Hi all. Sorry if this question has been asked before, but we're camping and I'm posting from my cell phone. Searching just is not an option. (Dang these buttons are small! How do kids text so fast?)Anyway, when we were out last weekend, our electrical cord got fried in a thunderstorm. Now the water heater doesn't work on electric. It works fine on propane. The breaker is not tripped.Any suggestions? Is it fried,too?Thanks!


----------



## mikenkristipa (May 11, 2008)

I don't have an answer to your question, however I love your quotes. Why does it happen? Because it happens - Roll the Bones. I love Rush.

Good Luck

Mike M


----------



## CamperAndy (Aug 26, 2004)

If you had a burnt shore power cable due to lighting then I would start by looking at all connections and checking the voltage at each location. The breaker may not have tripped but the wiring could have still been toasted.


----------



## battalionchief3 (Jun 27, 2006)

Not wanting to rub salt in a wound but......its prbally toast from the spike you got last time you camped. Better late then never on the surge protector.


----------



## Allan (Dec 8, 2007)

battalionchief3 said:


> Not wanting to rub salt in a wound but......its prbally toast from the spike you got last time you camped. Better late then never on the surge protector.


Hi,
This raises a question that I have been thinking about, what is a good recommendation for a surge protector on our trailers?
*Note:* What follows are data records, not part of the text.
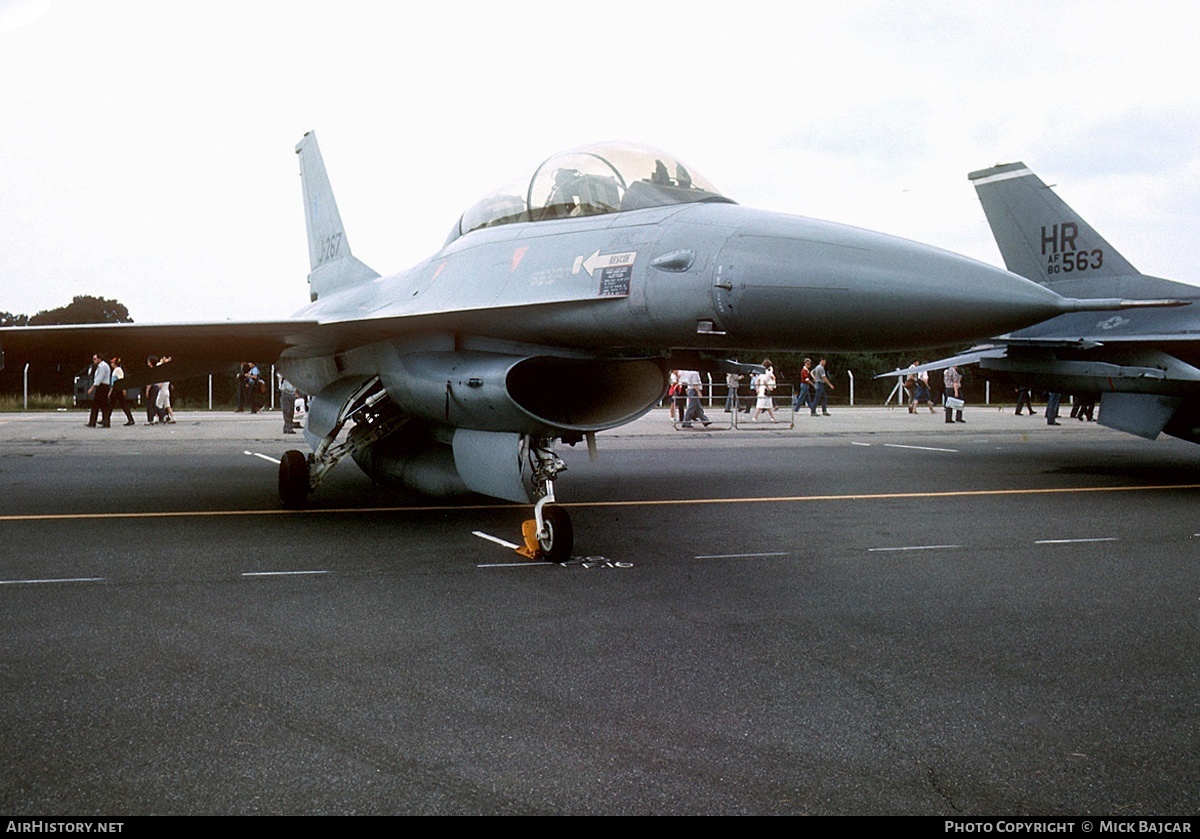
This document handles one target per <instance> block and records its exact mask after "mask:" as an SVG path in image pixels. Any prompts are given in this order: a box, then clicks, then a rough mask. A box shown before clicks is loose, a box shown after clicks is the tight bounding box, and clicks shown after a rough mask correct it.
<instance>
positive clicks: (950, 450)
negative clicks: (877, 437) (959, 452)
mask: <svg viewBox="0 0 1200 839" xmlns="http://www.w3.org/2000/svg"><path fill="white" fill-rule="evenodd" d="M883 445H884V447H886V448H888V449H917V450H918V451H953V453H954V454H958V453H959V450H958V449H938V448H936V447H932V445H902V444H900V443H884V444H883Z"/></svg>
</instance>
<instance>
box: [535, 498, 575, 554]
mask: <svg viewBox="0 0 1200 839" xmlns="http://www.w3.org/2000/svg"><path fill="white" fill-rule="evenodd" d="M541 520H542V522H544V523H545V525H546V535H545V538H542V537H539V538H538V547H540V549H541V558H542V559H545V561H546V562H557V563H564V562H566V561H568V559H570V558H571V549H572V547H574V546H575V531H574V528H572V527H571V517H570V516H569V515H566V510H564V509H563V508H560V507H557V505H554V504H547V505H546V507H544V508H541Z"/></svg>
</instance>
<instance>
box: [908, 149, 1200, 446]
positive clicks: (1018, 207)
mask: <svg viewBox="0 0 1200 839" xmlns="http://www.w3.org/2000/svg"><path fill="white" fill-rule="evenodd" d="M967 178H968V179H970V180H971V181H972V182H973V184H974V187H976V192H977V194H978V196H979V202H980V203H982V204H983V209H984V212H985V214H986V216H988V222H989V224H991V230H992V235H994V236H995V238H996V244H997V245H998V246H1000V252H1001V256H1002V257H1003V259H1004V264H1006V265H1007V266H1008V270H1010V271H1013V272H1014V274H1020V275H1021V276H1025V277H1028V278H1030V280H1033V281H1036V282H1038V283H1042V284H1043V286H1045V287H1048V288H1051V289H1054V290H1056V292H1058V293H1060V294H1064V295H1072V296H1079V298H1090V296H1091V298H1098V296H1124V298H1162V299H1164V300H1163V301H1162V302H1164V304H1165V302H1169V301H1172V300H1174V302H1175V304H1177V305H1182V304H1190V302H1194V301H1196V300H1200V288H1196V287H1195V286H1189V284H1184V283H1180V282H1172V281H1170V280H1160V278H1158V277H1151V276H1147V275H1145V274H1141V272H1140V271H1138V270H1136V269H1135V268H1134V266H1133V265H1130V264H1129V262H1128V260H1127V259H1126V258H1124V257H1122V256H1121V254H1120V253H1118V252H1117V251H1116V248H1114V247H1112V246H1111V245H1110V244H1109V242H1108V241H1105V240H1104V239H1103V238H1102V236H1100V235H1099V234H1098V233H1097V232H1096V230H1094V229H1093V228H1092V226H1091V224H1088V223H1087V222H1086V221H1084V220H1082V218H1081V217H1080V216H1079V214H1076V212H1075V211H1074V210H1072V209H1070V208H1069V206H1068V205H1067V204H1066V202H1063V200H1062V199H1061V198H1060V197H1058V196H1057V194H1055V192H1054V191H1052V190H1051V188H1050V187H1049V186H1046V185H1045V184H1044V182H1043V181H1042V179H1040V178H1038V176H1037V175H1036V174H1033V172H1031V170H1030V169H1028V167H1026V166H1025V164H1024V163H1006V164H1003V166H995V167H991V168H990V169H980V170H978V172H972V173H971V174H968V175H967ZM973 362H978V364H979V367H980V370H983V371H984V373H985V374H986V376H989V377H995V378H1000V379H1002V380H1007V382H1012V383H1013V384H1015V385H1018V386H1024V388H1032V389H1034V390H1051V391H1056V392H1062V394H1079V395H1081V396H1088V395H1091V396H1097V395H1099V396H1100V413H1099V419H1098V421H1099V424H1100V425H1105V426H1109V427H1112V429H1117V430H1120V431H1126V432H1129V433H1133V435H1138V436H1140V437H1145V438H1147V439H1154V438H1156V437H1158V435H1159V433H1162V432H1165V433H1168V435H1171V436H1175V437H1180V438H1182V439H1186V441H1190V442H1193V443H1200V368H1198V365H1200V311H1198V310H1196V308H1194V307H1192V306H1187V307H1182V308H1180V307H1168V308H1163V310H1162V311H1159V310H1153V308H1147V310H1139V311H1129V312H1120V313H1110V314H1104V316H1099V314H1094V313H1074V314H1062V316H1058V317H1056V318H1052V319H1050V320H1046V322H1045V323H1042V324H1038V325H1036V326H1031V328H1027V329H1021V330H1019V331H1015V332H1009V334H1007V335H1001V336H1000V337H997V338H994V340H992V341H990V342H988V343H986V344H982V346H978V347H973V348H972V349H970V350H967V352H966V353H964V354H962V355H959V356H955V358H953V359H943V360H941V361H934V362H931V364H925V365H922V367H920V368H922V370H935V368H941V367H946V366H949V364H973Z"/></svg>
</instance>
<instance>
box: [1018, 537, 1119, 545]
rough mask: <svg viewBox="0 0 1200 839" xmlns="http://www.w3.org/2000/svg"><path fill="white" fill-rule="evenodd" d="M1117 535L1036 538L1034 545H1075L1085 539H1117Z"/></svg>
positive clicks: (1113, 540) (1083, 540)
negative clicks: (1111, 535) (1038, 538)
mask: <svg viewBox="0 0 1200 839" xmlns="http://www.w3.org/2000/svg"><path fill="white" fill-rule="evenodd" d="M1117 539H1118V537H1096V538H1093V539H1038V540H1037V541H1036V543H1033V544H1034V545H1075V544H1078V543H1085V541H1117Z"/></svg>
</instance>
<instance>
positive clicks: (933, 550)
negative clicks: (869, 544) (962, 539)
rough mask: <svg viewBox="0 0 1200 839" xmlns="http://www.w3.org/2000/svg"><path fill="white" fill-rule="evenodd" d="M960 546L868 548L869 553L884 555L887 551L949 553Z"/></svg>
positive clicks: (868, 547)
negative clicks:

I am sure I am not the only one who has given this some concern as a new trailer owner. Can some of you provide some insight here? Thanks.
Allan


----------



## Acadia Hiker (May 29, 2007)

Allan said:


> Not wanting to rub salt in a wound but......its prbally toast from the spike you got last time you camped. Better late then never on the surge protector.


Hi,
This raises a question that I have been thinking about, what is a good recommendation for a surge protector on our trailers? I am sure I am not the only one who has given this some concern as a new trailer owner. Can some of you provide some insight here? Thanks.
Allan

[/quote]

Hi, Allan. Welcome to Outbackers!!

Try this thread...


----------



## Acadia Hiker (May 29, 2007)

OK, sounds bad. But how do I test it? I know I'll need a voltmeter, which I don't have or even know how to use. But what do I do and how do I keep from getting a new hairdo and/or making my wife and children very rich with insurance money?


----------



## GarethsDad (Apr 4, 2007)

Turn off HWH at breaker. Pull out your multimeter and set it for continuity. Find the element in your HWH there should be two wires on it, place one probe on each wire and see (hear) what the meter does. (My meter has an audio tone) Your meter should show .000 (or a tone) it is reading through the element. Or if you are brave test it hot. Turn on the breaker set meter to volts AC place one probe on each wire at the element and your meter should read between 110.0 and 120.0 or whatever your local voltage is. if you can't get a reading through the element then it's dead. James


----------